Les Guignols

Didier Ménard,
médecin généraliste

Un jour, j’accompagnais un ami médecin américain à sa consultation au Montefiore Hospital dans le Bronx à New-York. Il devait rencontrer des personnes malades qui demandaient l’asile politique aux États-Unis.
Il s’est gravé dans ma mémoire ce jour-là plusieurs faits qui m’ont marqué parce que prédictifs d’un système de santé qui m’effraie plus que jamais.
D’abord, les personnes consultées ont toutes décrit les sévices endurés du fait de leur engagement pour la liberté. De ce point de vue, l’ignoble est partout le même. Mais en plus d’entendre ces effroyables récits, il fallait accepter pendant la consultation la présence d’un avocat qui vérifiait si le médecin conduisait cette consultation dans le respect des lois ! J’en étais très perturbé, essayant d’imaginer ce que je ferais dans une situation identique et m’interrogeant sur mon espace de liberté pour soigner. Depuis, après réflexion, je pense que la présence d’un avocat pendant une consultation médicale illustre assez bien le fonctionnement de la société libérale. À partir du moment où les deux grands piliers sur lesquels cette société fonctionne sont d’une part l’individualisme et d’autre part le droit comme système de régulation sociale, il est évident que les valeurs qui président à l’éthique de la médecine deviennent accessoires : la confiance, le respect de l’autre, le don et le recevoir sont négligés pour laisser au droit sa toute-puissance. L’avocat faisant commerce de la faute et de l’erreur trouve presque naturellement sa place dans le colloque qui n’est plus singulier, mais s’exprime comme dans un prétoire. L’erreur n’est plus jugée pour ce qu’elle est, mais pour ce qu’elle rapporte.
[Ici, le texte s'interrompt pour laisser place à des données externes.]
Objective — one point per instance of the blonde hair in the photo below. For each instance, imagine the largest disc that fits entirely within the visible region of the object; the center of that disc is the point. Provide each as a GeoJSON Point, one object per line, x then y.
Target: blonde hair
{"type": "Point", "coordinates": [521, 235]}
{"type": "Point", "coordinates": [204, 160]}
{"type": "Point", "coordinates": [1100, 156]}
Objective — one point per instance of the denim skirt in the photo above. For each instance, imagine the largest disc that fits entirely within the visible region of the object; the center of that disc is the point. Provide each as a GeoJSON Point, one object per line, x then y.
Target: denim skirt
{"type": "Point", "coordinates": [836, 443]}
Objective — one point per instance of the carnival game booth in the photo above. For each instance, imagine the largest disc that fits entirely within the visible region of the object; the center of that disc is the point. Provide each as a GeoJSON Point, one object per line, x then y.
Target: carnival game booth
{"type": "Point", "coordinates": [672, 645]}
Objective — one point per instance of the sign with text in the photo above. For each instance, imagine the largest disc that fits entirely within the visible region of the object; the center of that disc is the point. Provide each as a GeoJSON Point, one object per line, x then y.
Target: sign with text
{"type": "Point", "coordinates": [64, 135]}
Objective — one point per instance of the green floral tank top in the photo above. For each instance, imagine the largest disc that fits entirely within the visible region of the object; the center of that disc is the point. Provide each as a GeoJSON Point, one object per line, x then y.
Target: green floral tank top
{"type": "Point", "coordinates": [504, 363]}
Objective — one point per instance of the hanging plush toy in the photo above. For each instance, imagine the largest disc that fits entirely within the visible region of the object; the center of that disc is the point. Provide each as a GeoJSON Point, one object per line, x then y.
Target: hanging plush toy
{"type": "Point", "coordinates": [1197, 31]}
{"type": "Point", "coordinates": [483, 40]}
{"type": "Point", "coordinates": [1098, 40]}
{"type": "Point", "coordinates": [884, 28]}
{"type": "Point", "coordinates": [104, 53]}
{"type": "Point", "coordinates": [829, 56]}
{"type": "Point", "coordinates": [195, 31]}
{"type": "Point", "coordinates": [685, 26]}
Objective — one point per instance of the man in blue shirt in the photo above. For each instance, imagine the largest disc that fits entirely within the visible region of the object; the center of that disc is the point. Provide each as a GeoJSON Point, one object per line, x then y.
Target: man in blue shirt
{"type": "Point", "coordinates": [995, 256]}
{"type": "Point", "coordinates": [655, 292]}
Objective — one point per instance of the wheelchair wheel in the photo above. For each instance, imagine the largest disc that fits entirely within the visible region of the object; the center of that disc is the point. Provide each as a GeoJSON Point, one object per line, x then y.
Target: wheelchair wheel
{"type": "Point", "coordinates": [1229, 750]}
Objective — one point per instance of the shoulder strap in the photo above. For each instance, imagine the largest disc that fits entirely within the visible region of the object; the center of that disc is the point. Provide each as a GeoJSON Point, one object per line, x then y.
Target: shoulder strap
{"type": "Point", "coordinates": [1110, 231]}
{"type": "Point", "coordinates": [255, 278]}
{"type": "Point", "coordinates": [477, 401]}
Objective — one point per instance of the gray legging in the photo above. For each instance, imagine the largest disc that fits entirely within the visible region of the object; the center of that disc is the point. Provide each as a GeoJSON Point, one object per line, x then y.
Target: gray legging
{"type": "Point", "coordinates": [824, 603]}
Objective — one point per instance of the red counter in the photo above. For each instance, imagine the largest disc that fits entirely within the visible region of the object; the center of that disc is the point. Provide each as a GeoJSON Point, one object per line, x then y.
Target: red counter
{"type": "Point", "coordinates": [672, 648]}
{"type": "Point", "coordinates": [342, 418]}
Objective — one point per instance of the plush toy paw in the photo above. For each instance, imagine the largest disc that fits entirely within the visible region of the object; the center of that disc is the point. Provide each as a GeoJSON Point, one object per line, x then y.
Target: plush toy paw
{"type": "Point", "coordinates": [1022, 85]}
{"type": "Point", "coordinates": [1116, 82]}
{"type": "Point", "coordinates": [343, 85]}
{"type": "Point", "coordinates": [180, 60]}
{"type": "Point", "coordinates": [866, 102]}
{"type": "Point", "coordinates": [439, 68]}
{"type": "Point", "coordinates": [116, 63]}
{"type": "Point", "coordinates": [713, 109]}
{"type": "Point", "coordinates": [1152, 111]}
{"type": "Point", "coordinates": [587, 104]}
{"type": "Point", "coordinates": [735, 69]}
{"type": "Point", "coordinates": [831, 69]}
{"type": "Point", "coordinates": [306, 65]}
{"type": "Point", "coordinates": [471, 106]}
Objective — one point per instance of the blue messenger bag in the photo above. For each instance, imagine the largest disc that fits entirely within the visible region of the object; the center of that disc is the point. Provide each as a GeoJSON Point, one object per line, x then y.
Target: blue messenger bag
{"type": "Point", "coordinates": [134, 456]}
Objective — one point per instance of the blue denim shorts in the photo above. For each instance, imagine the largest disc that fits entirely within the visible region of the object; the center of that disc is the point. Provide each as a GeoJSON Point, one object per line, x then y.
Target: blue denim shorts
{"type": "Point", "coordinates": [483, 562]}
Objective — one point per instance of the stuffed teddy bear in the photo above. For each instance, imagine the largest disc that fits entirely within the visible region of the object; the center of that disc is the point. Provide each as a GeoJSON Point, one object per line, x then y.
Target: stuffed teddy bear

Le comble fut atteint lorsque quittant l’hôpital, je découvris dans le hall de celui-ci une multitude de petits castelets abritant de charmantes hôtesses représentant les cabinets d’avocats, qui proposaient aux malades l’aide d’un avocat pour défendre leurs intérêts face aux médecins. J’ai quitté cet hôpital avec l’image d’un immense théâtre de Guignols, mais cette fois-ci, Guignol ne m’a pas fait rire.